Mahler Reconquers Berlin
Joseph L. Ponessa | Glendive MT USA | 07/04/2006
(5 out of 5 stars)
"Bernard Haitink recorded a complete Mahler cycle with the Concertgebouw Orchestra back in the 1960s. He thus is one of the figures responsible for the postwar Mahler revival, along with Bernstein and others. Of course, that Amsterdam orchestra was intimately connected with Mahler from the beginning. Mahler himself conducted them on more than one occasion, and Willem Mengelberg conducted them in the first complete Mahler symphonic cycle in May of 1920.
Haitink and the Concertgebouw Orchestra made a video of Mahler's Third in 1983 which was released on laserdisc in Japan. It is a wonderful recording, taking full advantages of the wonderful house acoustics. This DVD release is a later, December 1990 recording with the Berliner Philharmoniker, the Tölzer Knabenchor, Women of Ernst-Senff-Chor and Florence Quivar at the Philharmonie in Berlin, also released on laserdisc in Japan. The BPO had just hired Claudio Abbado as successor to Karajan a year before, and their first performance together had been a marvelous Mahler First. So Haitink's Berlin cycle, several other performances appearing simultaneously on DVD, are part of a kind of belated Mahler revival in Berlin in the post-Karajan era. Berlin had had its own long-lost connections with Mahler, for the BPO had performed the premiere of Mahler's Second in 1895. With these performances, Mahler reconquered Berlin, and Haitink joined with Abbado in overseeing the process. God bless them for it."
A "John the Baptist"-like voice crying out to mankind
Mr John Haueisen | WORTHINGTON, OHIO United States | 01/13/2007
(5 out of 5 stars)
"At this writing there have been two very positive reviews of Haitink's performance of Mahler's Sym. 3.
I will second these recommendations and provide a few of my personal observations to perhaps help explain why I think you will find this such an enjoyable performance:
During the performance, the close-ups are well-planned, and give us a chance to see Mahler's diverse, birdlike chirpings, especially in the first movement and the beginning of the third movement, where the "cuckoo is dead" refrain bounces from oboe to clarinet to piccolo.
Florence Quivar's voice combines a haunting, almost supernatural sound with perfect enunciation--a "John the Baptist"-like voice crying out to mankind.
The final movement is so resolved, so ultimately at peace.
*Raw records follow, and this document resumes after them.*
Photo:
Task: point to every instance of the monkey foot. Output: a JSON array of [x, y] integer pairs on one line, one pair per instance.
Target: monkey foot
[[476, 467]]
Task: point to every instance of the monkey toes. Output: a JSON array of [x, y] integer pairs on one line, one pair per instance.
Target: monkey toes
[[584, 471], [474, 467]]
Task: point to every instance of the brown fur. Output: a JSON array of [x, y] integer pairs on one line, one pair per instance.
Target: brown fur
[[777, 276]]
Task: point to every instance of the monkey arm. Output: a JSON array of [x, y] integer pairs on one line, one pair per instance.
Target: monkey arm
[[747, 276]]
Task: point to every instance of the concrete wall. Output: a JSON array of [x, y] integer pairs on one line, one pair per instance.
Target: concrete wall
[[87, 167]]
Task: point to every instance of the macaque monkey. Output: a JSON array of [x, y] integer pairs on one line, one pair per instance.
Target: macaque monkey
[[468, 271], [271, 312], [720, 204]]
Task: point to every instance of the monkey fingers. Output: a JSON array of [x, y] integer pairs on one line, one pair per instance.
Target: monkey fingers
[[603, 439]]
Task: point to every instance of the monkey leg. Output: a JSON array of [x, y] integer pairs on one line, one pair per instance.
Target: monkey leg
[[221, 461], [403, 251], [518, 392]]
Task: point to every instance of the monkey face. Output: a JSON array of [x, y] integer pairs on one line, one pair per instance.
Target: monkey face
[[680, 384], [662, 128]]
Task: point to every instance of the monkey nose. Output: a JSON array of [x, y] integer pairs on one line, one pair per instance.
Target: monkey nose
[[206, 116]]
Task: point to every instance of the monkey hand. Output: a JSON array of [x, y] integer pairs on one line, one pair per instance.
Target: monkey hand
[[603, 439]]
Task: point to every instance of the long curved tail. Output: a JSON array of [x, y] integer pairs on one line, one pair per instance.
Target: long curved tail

Those old enough to remember the ultimate showman, pianist Liberace, will recognize his signature tune, the once popular song, "I'll be Seeing You." An example of pop music with classical roots, the song was taken from the final movement of Mahler's Third.
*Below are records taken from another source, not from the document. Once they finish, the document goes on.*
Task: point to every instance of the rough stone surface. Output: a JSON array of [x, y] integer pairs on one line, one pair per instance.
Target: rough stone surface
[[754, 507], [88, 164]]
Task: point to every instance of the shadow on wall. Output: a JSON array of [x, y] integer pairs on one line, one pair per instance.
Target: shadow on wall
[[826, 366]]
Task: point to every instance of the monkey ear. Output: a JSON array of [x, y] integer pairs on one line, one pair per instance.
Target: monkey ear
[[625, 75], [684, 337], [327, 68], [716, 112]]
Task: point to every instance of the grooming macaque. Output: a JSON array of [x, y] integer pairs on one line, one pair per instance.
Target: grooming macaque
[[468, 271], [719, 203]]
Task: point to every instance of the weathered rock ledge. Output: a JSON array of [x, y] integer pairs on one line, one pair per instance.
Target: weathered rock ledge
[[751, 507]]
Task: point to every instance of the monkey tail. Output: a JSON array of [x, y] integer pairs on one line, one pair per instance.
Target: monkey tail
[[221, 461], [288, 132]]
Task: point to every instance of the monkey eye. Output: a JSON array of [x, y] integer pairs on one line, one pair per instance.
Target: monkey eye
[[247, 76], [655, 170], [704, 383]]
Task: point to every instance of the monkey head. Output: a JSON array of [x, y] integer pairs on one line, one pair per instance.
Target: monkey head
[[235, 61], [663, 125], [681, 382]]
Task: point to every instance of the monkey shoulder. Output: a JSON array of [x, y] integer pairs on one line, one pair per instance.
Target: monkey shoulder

Liberace started out as an unsuccessful classical musician. He later achieved worldwide fame, wearing extravagant, eye-catching, opulent outfits which complemented his title as "Mr. Showmanship." Yet, remembering his dearly-loved classical music, he always delighted whenever someone in his audiences recognized his themesong as coming from Mahler's Third symphony.
Mahler's Third is certainly a unique piece of music, for Mahler himself said that he was attempting nothing less than to embrace the entire universe in music. This performance does indeed fulfill Mahler's design, beginning with soft sounds, which Bernard Haitink continuously suppresses to even more quietness, until a Liberace-like resplendently triumphant finale.
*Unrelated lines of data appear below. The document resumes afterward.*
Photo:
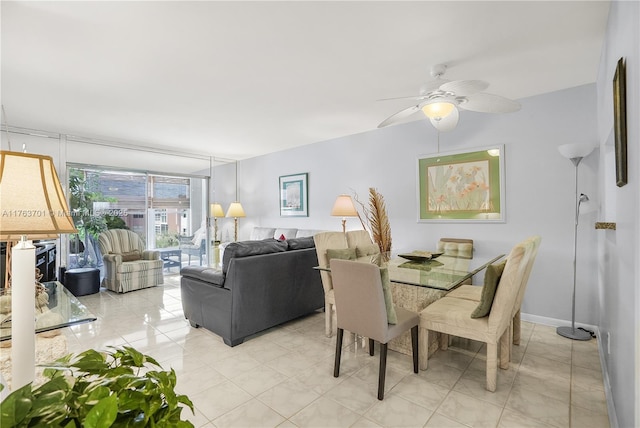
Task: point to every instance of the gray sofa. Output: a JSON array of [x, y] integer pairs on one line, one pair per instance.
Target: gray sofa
[[261, 284]]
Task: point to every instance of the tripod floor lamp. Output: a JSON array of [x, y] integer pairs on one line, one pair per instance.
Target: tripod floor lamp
[[575, 153]]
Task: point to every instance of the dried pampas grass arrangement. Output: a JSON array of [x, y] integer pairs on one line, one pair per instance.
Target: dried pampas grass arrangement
[[376, 216]]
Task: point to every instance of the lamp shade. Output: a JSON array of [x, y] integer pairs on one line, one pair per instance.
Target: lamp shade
[[235, 210], [343, 207], [576, 150], [31, 198], [438, 109], [215, 210]]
As Leonardo da Vinci said, "Oh you wretched mortals--open your eyes (and ears!). Really, this is a performance you will enjoy again and again."
Musically great; technically not so much.
Ronald D. Foster | Brush, CO United States | 05/14/2007
(4 out of 5 stars)
"I have been adding dvd performances to my cd collection mostly for the vastly superior sound. Watching it performed is an extra bennie. Mahlers' 3rd is one of my favorites of all his symphonies because it has so many bright spots, especially the childrens choir. Abbados' performances are my benchmark for superlative sound and stunning hi def picture. Unfortunately, Haitniks' sound and picture don't quite make the cut. Even updated to DTS 5.1 it seems a little muddy and the picture has not been updated to amamorphic 16:9. I'll wait for Abaddos' version."